La difficile conquête par les Romains de la péninsule ibérique.
Reconstitution d’une partie de la muraille et de la porte d’entrée de Numance.
L’Ibérie avant l’arrivée des Romains est un territoire morcelé entre de nombreux peuples et tribus (Tartessiens, Vaccéens, Vettons, Turdetans, Astures, Cantabres, Alergetes,…) dont les deux principaux sont les Lusitaniens et les Celtibères. La péninsule n’est pas unie par une culture commune, à la différence de la Gaule, mais divisée en quatre zones principales que l’on peut délimiter avec les inscriptions retrouvées en quatre langues : la Celtibérie au centre, la Lusitanie au centre-Ouest, l’Ibérie sur la côte méditerranéenne (langue non indo-européenne), la Tartessie au Sud-Ouest (non indo-européenne). A cela il faut ajouter des comptoirs carthaginois dans le Sud et grecs à l’Est : ces peuples étrangers viennent s’installer pour exploiter les grandes richesses minières de l’Ibérie (or, argent, fer, plomb, étain), la péninsule étant alors perçue comme l’« eldorado » de la Méditerranée.
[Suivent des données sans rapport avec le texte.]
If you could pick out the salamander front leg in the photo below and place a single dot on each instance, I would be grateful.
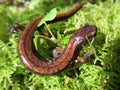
(85, 58)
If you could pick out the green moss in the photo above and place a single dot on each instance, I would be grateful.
(99, 73)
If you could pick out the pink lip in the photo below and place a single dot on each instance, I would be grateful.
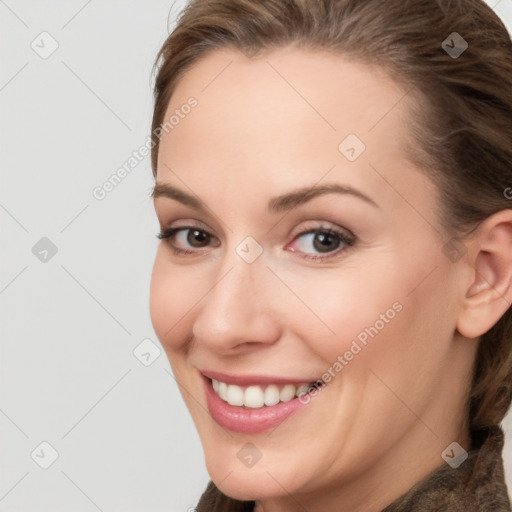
(252, 380)
(244, 419)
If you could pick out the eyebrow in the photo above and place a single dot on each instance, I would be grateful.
(277, 204)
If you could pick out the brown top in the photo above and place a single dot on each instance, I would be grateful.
(477, 485)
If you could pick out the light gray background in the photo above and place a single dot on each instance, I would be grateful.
(69, 325)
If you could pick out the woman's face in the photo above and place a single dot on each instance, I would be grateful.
(299, 254)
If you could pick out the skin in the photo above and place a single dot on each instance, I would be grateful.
(382, 422)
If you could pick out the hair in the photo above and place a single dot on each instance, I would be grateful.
(461, 119)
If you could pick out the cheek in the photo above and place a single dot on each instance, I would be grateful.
(171, 299)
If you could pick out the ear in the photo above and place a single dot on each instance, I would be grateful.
(490, 292)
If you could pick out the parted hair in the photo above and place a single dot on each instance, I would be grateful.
(461, 119)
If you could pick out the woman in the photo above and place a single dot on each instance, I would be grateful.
(334, 281)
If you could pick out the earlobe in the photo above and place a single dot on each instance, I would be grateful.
(489, 294)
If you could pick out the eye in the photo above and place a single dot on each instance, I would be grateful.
(186, 239)
(321, 243)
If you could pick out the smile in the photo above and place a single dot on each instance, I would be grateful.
(251, 405)
(256, 397)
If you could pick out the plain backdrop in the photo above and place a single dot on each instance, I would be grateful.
(90, 415)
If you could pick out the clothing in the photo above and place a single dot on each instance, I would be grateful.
(477, 485)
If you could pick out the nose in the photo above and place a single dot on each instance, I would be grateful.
(238, 312)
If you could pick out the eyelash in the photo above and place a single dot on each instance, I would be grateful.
(347, 240)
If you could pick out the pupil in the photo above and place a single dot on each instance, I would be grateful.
(325, 242)
(197, 238)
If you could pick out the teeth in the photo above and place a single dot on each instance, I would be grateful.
(255, 397)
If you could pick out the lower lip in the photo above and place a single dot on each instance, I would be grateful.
(244, 419)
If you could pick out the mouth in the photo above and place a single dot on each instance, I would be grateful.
(254, 404)
(258, 396)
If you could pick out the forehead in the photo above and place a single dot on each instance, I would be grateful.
(290, 115)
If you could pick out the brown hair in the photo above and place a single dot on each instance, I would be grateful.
(461, 121)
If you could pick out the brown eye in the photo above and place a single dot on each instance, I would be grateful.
(197, 238)
(326, 242)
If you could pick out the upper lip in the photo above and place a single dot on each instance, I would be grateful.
(250, 380)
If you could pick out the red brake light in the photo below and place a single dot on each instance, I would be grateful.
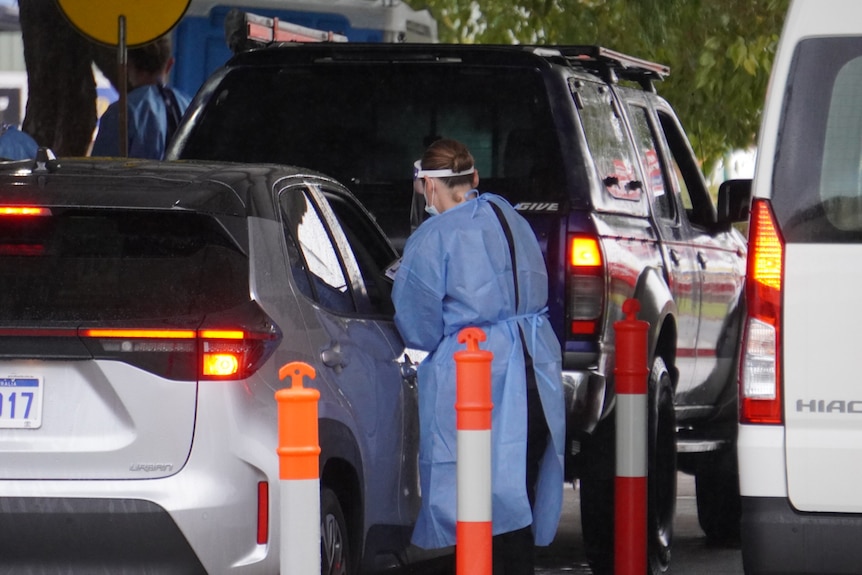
(584, 251)
(760, 368)
(207, 353)
(140, 333)
(586, 286)
(262, 512)
(24, 211)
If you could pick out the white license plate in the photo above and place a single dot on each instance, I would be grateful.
(20, 402)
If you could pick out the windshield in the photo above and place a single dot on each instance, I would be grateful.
(366, 126)
(82, 265)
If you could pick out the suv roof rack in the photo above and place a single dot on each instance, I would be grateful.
(614, 65)
(244, 31)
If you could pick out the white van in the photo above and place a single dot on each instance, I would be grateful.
(800, 432)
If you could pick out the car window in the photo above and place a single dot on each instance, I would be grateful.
(372, 252)
(654, 178)
(367, 136)
(686, 176)
(611, 150)
(97, 265)
(315, 264)
(818, 180)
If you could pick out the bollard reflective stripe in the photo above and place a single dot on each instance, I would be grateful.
(299, 459)
(630, 489)
(474, 529)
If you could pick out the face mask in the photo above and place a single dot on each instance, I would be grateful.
(429, 206)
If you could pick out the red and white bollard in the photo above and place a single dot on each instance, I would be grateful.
(298, 469)
(630, 507)
(473, 405)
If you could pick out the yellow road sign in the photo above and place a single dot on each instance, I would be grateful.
(146, 20)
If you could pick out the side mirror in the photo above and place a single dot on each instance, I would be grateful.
(734, 201)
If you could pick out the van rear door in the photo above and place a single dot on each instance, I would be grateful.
(817, 203)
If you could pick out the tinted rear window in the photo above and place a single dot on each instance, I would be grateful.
(366, 126)
(817, 186)
(102, 265)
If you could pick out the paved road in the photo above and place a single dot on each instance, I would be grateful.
(691, 554)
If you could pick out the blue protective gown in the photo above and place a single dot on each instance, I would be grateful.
(457, 272)
(147, 124)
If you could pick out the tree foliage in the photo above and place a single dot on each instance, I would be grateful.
(720, 53)
(61, 103)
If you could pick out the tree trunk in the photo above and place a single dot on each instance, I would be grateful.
(61, 104)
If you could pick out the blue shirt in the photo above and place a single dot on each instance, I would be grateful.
(147, 124)
(15, 144)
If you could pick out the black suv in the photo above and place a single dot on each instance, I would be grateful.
(578, 140)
Les Romains arrivent dans la péninsule pendant la seconde guerre punique (218-202 av. J.-C.) pour y chasser les Carthaginois, objectif rempli avec succès dès 208 (chute de Gadès). Mais une fois le conflit terminé, ils ne repartent pas pour autant : ils poursuivent au contraire la guerre en soumettant une à une les tribus locales. Dès 197 av. J.-C, la péninsule est divisée en deux provinces : la Citérieure (Est) et l’Ultérieure (Sud-Ouest), chacune étant dotée d’un préteur (gouverneur) avec une légion de 5.000 hommes renforcés d’auxiliaires venant d’Italie. Pour autant, les hostilités sont loin d’être terminées : les autochtones vont par plusieurs fois secouer violemment le joug romain.
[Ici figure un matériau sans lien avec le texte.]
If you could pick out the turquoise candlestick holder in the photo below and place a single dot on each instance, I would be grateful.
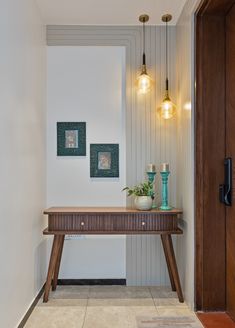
(151, 178)
(165, 206)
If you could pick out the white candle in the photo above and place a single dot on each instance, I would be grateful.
(151, 168)
(164, 167)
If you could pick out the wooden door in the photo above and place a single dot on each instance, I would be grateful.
(230, 152)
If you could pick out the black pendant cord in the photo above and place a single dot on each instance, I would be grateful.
(144, 57)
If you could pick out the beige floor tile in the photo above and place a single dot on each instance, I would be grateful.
(120, 302)
(56, 302)
(116, 316)
(119, 292)
(171, 322)
(173, 311)
(162, 292)
(56, 317)
(168, 302)
(70, 292)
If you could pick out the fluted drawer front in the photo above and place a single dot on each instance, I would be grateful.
(112, 222)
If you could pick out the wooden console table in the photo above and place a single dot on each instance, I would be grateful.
(110, 221)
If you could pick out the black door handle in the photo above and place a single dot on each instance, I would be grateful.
(225, 190)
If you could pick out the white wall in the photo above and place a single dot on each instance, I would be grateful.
(87, 84)
(22, 164)
(185, 147)
(149, 139)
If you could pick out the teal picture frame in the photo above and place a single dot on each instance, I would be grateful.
(104, 160)
(71, 138)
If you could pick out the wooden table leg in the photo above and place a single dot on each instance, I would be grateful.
(168, 264)
(51, 268)
(172, 266)
(57, 266)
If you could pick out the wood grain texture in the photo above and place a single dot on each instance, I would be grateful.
(52, 264)
(173, 271)
(110, 210)
(230, 152)
(111, 220)
(132, 222)
(149, 139)
(178, 231)
(210, 153)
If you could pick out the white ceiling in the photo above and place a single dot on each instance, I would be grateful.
(108, 12)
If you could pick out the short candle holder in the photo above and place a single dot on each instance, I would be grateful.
(151, 178)
(165, 206)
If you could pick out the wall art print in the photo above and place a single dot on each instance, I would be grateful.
(71, 139)
(104, 160)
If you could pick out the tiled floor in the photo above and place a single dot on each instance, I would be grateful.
(111, 307)
(216, 320)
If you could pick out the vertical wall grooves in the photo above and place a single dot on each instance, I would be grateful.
(146, 133)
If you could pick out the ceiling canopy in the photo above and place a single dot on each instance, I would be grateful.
(108, 12)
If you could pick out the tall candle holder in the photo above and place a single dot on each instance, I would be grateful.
(151, 177)
(165, 174)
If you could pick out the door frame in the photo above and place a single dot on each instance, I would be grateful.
(210, 106)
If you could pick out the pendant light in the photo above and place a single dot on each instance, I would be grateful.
(167, 108)
(144, 81)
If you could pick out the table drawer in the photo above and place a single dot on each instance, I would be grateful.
(112, 223)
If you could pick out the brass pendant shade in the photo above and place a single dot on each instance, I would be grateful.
(144, 81)
(167, 108)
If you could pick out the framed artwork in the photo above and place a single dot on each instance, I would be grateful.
(104, 160)
(71, 139)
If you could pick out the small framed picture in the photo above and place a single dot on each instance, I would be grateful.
(104, 160)
(71, 139)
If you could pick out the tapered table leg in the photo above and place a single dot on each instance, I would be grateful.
(57, 265)
(51, 268)
(172, 266)
(168, 264)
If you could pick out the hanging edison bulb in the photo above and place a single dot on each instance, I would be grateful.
(144, 82)
(167, 108)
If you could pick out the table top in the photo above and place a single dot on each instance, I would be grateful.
(110, 210)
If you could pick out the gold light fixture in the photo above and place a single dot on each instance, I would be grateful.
(144, 81)
(167, 108)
Monnaie romaine du IIe siècle : sur le côté face, les deux symboles de l’Hispanie – le lapin et le rameau d’olivier (tenu par l’individu agenouillé) –, sur le côté pile, l’empereur Hadrien (d’origine hispanique). L’Hispanie signifie étymologiquement « le pays des lapins » car les premiers Phéniciens qui débarquèrent en Ibérie virent des lapins en abondance.
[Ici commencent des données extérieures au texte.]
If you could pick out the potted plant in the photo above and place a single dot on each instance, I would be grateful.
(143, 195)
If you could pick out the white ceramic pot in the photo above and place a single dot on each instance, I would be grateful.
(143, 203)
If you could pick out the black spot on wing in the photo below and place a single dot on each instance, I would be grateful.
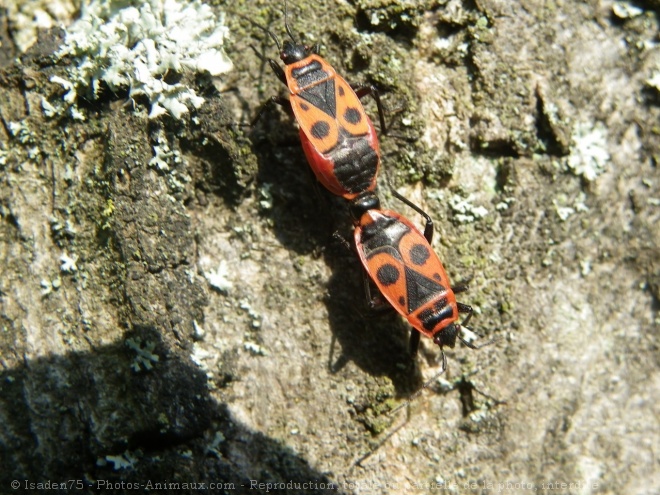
(420, 289)
(387, 274)
(320, 129)
(352, 115)
(322, 96)
(419, 254)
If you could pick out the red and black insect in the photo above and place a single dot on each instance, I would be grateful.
(399, 260)
(338, 138)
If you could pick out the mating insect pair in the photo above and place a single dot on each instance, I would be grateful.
(341, 146)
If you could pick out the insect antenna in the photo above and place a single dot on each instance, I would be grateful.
(286, 22)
I. Les Romains et la guerre en Ibérie (195-139 av. J.-C.)
Dès 195 av. J.-C., les autochtones commencent à voir d’un mauvais œil l’installation durable des Romains dans la péninsule, et supportent mal les réquisitions forcées de blé et le service militaire obligatoire. Les indigènes se soulèvent à de nombreuses reprises : en 192, le préteur d’Ultérieure, Lucius Aemilius, est battu à l’Est par le peuple des Bastules et à l’Ouest par les Lusitaniens. Signe révélateur de grandes difficultés, le Sénat ajoute en 188 à la légion de chaque province un contingent de 3.000 hommes et de 200 cavaliers. Les préteurs envoyés en Hispanie mènent la guerre et remportent tantôt des succès, tantôt de cuisants échecs, les autochtones opposant une résistance particulièrement farouche (l’Ibérie sera jusqu’en 133 un vrai gouffre humain, et le recrutement se fait difficilement à Rome).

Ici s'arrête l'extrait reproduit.